In the Myrtle Tunnel, supra, the value of the ship and cargo saved was $24,000, and one-half of it was awarded to-the salvors. The services were unusually meritorious and rendered by steamtugs especially equipped for salvage operations, and in the line of their business. In this case, as the weather was good, there was no particular danger encountered, and the derelicts were picked up by the steamship while on her regular way; but there is always some danger attending the towing by a steamship of derelict vessels of having her propeller put out of order, and her machinery injured. These derelicts are a great menace to navigation, and it is a meritorious act in any steamship to remove them, and calls for commendation, and in all suitable cases for reward.
It is within the experience of this court that the regular coastwise steamships are reluctant to take hold of derelicts found in their path, and to bring them into port. It is a service always attended with inconvenience and delay and sometimes with risk to themselves, and the usual course is to pass them by and report them on arrival, leaving the task of removal either to the government, or to the adventurous speculation of private parties equipped for such service. This was the case with the Myrtle Tunnel, where the proofs showed that she was reported by several steamships, who passed by without going to her fescue. Meanwhile such derelicts, lying in the pathway of navigation,
What shall be awarded to the salvor is in all cases left to the discretion of the court; but that is not an unlimited discretion. It is governed by principle and precedent. An almost unbroken line of cases shows that the rule is to award one-half. The rule is not inflexible, but it should not be swayed by slight circumstances, and there are no extraordinary circumstances here which seem to require a departure from a rule so well established that it has almost the effect of binding authority. On the part of libelant the court is asked to award more than a moiety in view of the small value of the property salved. On the part of the claimants, it is insisted that, in view of the small risk encountered and of other circumstances, less than a moiety would be fair compensation. The cases have been heard together, but separate decrees must be entered, as the claimants are not the same. If the Flora Rodgers stood alone it might be fairly argued that one-half,of the small amount salved would be inadequate compensation, as with equal fairness it could be claimed that one-half of the larger amount derived from the Belano is more than adequate for the services rendered; but the doctrine of compensation as upon a quantum meruit has little application in the maritime law of salvage. The salvor takes all the risks. If by misfortune he fails to bring the derelict to a port of safety he gets nothing, however meritorious or laborious his service.

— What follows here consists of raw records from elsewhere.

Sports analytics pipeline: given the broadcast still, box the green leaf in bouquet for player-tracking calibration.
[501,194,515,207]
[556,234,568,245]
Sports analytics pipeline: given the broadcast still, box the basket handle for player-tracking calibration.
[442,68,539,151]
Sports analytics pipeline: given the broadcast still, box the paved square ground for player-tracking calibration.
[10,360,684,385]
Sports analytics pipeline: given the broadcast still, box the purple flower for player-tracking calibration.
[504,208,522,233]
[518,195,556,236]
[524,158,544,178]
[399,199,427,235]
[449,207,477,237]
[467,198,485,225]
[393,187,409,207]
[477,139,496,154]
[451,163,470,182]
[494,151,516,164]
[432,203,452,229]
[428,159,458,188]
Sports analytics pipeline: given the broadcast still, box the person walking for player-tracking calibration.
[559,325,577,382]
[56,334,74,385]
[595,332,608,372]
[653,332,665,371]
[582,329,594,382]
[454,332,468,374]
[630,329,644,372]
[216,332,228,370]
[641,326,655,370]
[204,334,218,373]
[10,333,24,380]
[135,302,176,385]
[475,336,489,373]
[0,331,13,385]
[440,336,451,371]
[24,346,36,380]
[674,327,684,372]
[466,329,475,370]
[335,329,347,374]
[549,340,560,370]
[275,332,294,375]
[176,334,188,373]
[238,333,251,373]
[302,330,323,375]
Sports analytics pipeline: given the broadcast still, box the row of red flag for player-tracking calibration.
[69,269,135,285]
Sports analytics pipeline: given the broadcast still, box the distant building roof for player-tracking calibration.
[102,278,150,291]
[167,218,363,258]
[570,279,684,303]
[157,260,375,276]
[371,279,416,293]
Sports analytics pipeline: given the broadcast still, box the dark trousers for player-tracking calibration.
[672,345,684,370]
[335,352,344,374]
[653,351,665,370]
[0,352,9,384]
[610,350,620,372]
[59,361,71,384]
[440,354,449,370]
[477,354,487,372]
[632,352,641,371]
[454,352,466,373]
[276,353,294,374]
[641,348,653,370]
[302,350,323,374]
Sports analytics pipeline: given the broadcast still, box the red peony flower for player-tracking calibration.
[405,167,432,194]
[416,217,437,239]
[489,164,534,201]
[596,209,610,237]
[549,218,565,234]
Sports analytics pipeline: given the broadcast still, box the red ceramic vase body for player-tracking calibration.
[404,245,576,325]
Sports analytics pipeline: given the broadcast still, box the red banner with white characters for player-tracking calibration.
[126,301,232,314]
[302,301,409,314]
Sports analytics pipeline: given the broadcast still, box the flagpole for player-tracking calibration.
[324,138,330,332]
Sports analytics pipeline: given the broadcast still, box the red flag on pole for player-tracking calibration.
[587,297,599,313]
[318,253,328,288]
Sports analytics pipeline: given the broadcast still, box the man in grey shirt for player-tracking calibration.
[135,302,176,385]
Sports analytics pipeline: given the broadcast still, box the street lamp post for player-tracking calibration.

In the absence of extraordinary circumstances requiring a departure from the well-settled rule, it seems better to adhere to it, and a decree will therefore be entered in each case awarding one moiety to the libel-ant, after deducting the expenses. Among the expenses to be allowed are the pilotage bills, one-half of the extra coal consumed to be charged to each, the value of the hawsers lost or impaired on the respective vessels as proved, one-half of the bills of the Protector for services imthe harbor, to be charged to each, and the customary charge for towage in bringing the vessels into port, to be charged to them, respectively; there being nothing in the testimony to differentiate this service from the ordinary case of towage.